You need to break down the factors contributing to your unhappiness and figure out which ones are in your control, and which aren’t. Are there any things you can do to change your situation or how you feel about it, without necessarily leaving? It all depends on what the causes of your angst are.
So your boss makes your blood boil and you’d rather gouge your eyes out than go out for drinks with your colleagues … but is there anything you can do to improve relations? Maybe, just maybe, they’re not that bad after all and you just need to make more of an effort. Can you try organising group activities like regular lunches, after-work drinks or sports activities, to help build camaraderie and improve team spirit? Or sit down to have a chat and clear the air in a non-confrontational manner? It could make all the difference and turn things around.
If preparing those presentations and poring over those spreadsheets is enough to make you impersonate Munch’s The Scream, you might need to think about changing your role. Could you ask to be moved into a different area of the business? Does your work offer any training and development that you could take advantage of, to gain new skills so you can do a different type of work? If you feel you’re at a dead end, you should consider undertaking your own training to get out of your rut. With so many areas of study available online, you can get additional skills and qualifications while continuing to work full-time.
You’re good at your job and could do it with your eyes closed, but you’re bored witless. It’s time to get out of your comfort zone and shake things up. You need to make things more interesting for yourself – can you take on any new responsibilities or create your own projects that you could throw yourself into with enthusiasm?

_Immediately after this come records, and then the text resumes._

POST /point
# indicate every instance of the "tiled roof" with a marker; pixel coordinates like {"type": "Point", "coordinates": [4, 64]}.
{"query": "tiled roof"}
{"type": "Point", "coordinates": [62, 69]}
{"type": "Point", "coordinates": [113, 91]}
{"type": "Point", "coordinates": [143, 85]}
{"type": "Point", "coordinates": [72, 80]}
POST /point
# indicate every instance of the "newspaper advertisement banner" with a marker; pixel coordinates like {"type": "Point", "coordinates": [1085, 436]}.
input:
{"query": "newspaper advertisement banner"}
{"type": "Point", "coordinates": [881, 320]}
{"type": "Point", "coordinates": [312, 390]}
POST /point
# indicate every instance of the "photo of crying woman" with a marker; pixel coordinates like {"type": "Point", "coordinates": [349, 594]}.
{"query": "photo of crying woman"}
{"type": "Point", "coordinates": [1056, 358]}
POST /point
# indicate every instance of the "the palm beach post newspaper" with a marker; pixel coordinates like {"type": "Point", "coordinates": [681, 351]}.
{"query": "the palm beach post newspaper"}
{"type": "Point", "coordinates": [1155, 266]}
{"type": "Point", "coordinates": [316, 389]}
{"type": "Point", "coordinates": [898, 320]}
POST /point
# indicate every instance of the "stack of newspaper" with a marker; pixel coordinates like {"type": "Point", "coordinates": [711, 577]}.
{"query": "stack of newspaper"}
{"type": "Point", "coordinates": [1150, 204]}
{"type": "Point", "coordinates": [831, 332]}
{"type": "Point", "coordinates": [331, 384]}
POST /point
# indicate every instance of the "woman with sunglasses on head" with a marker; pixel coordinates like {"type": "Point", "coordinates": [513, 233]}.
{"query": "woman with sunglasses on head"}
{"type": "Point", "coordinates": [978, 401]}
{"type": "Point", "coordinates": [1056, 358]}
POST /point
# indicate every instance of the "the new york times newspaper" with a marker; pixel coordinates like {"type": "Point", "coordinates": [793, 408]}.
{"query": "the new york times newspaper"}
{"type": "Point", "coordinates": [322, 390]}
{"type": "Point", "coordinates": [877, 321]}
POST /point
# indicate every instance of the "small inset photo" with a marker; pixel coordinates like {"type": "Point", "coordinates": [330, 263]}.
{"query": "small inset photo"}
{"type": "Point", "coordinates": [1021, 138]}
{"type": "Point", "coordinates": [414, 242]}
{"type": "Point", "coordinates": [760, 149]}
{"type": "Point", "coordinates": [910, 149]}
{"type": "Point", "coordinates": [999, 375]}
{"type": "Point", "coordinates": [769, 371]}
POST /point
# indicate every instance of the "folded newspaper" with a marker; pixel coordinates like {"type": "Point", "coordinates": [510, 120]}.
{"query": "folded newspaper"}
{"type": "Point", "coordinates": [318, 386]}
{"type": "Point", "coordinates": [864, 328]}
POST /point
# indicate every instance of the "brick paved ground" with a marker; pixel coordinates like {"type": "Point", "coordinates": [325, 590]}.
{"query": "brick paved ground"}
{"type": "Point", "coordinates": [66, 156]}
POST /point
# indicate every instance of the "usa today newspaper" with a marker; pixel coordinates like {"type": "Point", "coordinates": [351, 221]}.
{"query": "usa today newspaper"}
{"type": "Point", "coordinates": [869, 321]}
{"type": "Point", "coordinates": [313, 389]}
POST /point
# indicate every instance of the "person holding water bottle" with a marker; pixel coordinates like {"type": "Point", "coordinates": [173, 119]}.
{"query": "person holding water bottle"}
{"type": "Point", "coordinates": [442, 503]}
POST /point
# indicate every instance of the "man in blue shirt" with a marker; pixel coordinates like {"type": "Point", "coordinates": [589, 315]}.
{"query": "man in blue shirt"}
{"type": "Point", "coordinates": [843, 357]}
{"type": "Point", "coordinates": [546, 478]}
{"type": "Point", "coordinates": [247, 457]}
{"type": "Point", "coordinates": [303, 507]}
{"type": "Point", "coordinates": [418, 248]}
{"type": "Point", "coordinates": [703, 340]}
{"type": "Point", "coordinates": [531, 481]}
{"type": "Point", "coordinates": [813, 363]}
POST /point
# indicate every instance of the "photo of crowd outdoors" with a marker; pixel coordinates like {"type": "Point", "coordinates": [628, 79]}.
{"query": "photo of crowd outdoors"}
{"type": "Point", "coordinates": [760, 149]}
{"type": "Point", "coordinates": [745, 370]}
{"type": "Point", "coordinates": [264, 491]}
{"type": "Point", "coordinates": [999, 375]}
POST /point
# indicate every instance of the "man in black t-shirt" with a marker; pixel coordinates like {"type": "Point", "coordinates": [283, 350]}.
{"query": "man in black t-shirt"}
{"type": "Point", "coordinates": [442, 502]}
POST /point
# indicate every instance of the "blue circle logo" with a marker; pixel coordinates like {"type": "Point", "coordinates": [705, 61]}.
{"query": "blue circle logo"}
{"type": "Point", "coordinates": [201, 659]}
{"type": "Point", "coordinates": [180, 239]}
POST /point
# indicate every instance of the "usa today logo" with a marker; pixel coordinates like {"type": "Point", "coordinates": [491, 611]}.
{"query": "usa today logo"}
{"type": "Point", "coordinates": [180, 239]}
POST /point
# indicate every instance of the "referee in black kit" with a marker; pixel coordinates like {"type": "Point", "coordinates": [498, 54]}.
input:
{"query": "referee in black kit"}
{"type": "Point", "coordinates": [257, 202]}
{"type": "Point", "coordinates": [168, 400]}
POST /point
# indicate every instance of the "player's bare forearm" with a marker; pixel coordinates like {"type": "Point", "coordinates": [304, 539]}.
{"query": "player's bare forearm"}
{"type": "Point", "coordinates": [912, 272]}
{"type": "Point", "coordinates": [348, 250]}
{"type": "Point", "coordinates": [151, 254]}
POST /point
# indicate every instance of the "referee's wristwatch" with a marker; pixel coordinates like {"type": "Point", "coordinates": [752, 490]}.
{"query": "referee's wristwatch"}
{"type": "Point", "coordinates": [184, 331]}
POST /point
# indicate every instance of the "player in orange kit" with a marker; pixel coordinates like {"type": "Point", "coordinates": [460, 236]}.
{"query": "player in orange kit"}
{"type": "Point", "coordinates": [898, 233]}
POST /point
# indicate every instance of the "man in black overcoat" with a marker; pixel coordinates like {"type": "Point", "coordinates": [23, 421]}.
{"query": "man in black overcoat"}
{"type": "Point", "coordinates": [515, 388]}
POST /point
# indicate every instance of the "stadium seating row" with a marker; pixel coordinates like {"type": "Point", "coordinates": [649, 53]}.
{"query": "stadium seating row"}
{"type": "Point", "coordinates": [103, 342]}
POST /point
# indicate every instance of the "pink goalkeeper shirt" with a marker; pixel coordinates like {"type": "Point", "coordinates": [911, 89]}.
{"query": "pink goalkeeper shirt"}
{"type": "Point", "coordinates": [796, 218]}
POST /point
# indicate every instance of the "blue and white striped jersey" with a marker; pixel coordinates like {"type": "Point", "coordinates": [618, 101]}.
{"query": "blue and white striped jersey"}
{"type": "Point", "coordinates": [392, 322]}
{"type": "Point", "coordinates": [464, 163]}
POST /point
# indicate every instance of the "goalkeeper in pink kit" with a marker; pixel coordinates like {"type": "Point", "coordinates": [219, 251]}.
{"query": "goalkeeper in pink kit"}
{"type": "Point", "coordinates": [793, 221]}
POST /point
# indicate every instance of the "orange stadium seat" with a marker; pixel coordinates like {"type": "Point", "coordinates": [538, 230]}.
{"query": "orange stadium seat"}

Sometimes you can talk yourself into a negative mindset and then it becomes self-perpetuating and self-fulfilling. Sometimes you just need to snap yourself out of it, simply by shifting your attitude to a more positive one and using that same self-talk to work yourself into a positive mindframe. All of a sudden, things might not seem so bad after all.
On the other hand, sometimes you just have to know when it’s time to call it quits, cut your losses and bail. Like a relationship that’s simply not working, it may be time to shake hands with your job and make a dignified exit.
Looking for another job while you’re already working can be very tricky. You’ll have to be prepared to spend time after hours checking out job boards, and spruce up your resume so it’s ready to go when the right opening comes along. Just be sure to cover your tracks and don’t let your work performance suffer in the meantime.
Social media can be incredibly useful to get the word out that you’re on the hunt for a new job, and your Facebook/LinkedIn/Twitter friends can become useful contacts. But you also have to be extremely careful, because you don’t want the wrong sets of eyes to read about your job-hunting exploits.
With Facebook, make sure you’ve tightened up your privacy settings. If you’re FB friends with work colleagues, you might want to send your contacts private messages when putting your feelers out instead of writing ‘Hate job, seeking alternatives’ as your status update.
Whatever you do, don’t ever use social media to vent your spleen against your workplace or boss. It’s incredibly unprofessional and could potentially land you in hot water!